Mais de seis anos após a Organização Mundial da Saúde (OMS) declarar a pandemia de covid-19, Clark avaliou que as reformas globais na resposta a emergências de saúde pública tiveram impacto positivo na reação aos surtos atuais. “As novas normas sanitárias estão funcionando”, disse à AFP. Ela citou como exemplo a rápida ativação de alertas para o ebola na República Democrática do Congo (RDC) e para o hantavírus no navio de cruzeiro MV Hondius, no Oceano Atlântico.
Contudo, Clark ressaltou que o problema vai além da reação imediata. “Nosso problema agora está muito além disso”, afirmou, defendendo maior investimento em conhecimento sobre riscos e preparação. “Tópicos básicos de vigilância, detecção precoce… ainda não estamos nisso”, completou.

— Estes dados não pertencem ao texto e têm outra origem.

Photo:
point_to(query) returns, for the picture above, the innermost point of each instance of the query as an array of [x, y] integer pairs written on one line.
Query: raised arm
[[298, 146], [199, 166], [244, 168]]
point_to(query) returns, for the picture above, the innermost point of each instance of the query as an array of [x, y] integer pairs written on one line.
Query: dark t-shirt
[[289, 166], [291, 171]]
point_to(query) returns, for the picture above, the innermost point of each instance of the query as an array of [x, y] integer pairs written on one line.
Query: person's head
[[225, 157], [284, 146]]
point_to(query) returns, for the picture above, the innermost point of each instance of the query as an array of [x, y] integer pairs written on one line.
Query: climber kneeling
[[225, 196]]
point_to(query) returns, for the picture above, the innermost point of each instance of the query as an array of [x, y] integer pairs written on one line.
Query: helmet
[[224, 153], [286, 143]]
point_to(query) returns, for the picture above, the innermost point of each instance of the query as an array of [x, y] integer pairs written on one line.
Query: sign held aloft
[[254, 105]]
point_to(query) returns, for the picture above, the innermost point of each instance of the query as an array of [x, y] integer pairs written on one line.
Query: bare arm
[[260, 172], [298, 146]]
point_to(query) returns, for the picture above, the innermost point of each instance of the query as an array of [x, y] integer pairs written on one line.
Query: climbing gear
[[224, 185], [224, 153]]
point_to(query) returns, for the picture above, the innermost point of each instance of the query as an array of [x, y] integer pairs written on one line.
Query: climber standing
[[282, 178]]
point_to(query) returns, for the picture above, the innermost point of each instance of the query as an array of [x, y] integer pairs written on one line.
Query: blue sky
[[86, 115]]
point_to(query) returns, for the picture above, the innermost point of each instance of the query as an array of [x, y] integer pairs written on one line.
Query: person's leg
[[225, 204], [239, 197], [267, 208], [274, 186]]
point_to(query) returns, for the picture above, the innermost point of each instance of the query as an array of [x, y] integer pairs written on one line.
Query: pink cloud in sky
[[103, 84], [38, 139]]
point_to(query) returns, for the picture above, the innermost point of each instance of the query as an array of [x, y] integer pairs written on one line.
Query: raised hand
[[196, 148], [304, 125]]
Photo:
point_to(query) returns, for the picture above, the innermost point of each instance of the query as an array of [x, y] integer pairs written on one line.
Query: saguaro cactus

A ex-primeira-ministra destacou que a cepa de hantavírus responsável pelo surto no cruzeiro, que matou três pessoas, era conhecida como endêmica na região da Argentina de onde o navio partiu. “Mas não temos clareza sobre quanto os navios que partem regularmente dali sabiam disso”, questionou.
Já o surto de ebola da cepa Bundibugyo na RDC, que teria matado mais de 130 pessoas, passou despercebido por semanas porque os testes realizados buscavam outra cepa e davam negativo. “Como isso pôde acontecer por quatro a seis semanas, espalhando-se sem termos os resultados necessários para demonstrar que se tratava de uma variante específica?”, indagou Clark, pedindo investigação sobre a cadeia de eventos.
Ela também alertou para o impacto dos cortes na ajuda global sobre a prevenção de doenças. “Há uma tempestade perfeita”, disse, lembrando que países mais pobres foram subitamente instados a aumentar investimentos em saúde que antes vinham de doadores. “Com a melhor vontade do mundo, os países mais empobrecidos e frágeis simplesmente não têm dinheiro no banco para fazer isso”, afirmou.
Clark concluiu defendendo a solidariedade global como essencial. “Estamos falando de bens públicos mundiais. Já temos um caso confirmado de ebola em um cidadão americano que se infectou na RDC, e o hantavírus apareceu em lugares onde desembarcaram pessoas do navio. Estamos juntos nisso”, finalizou.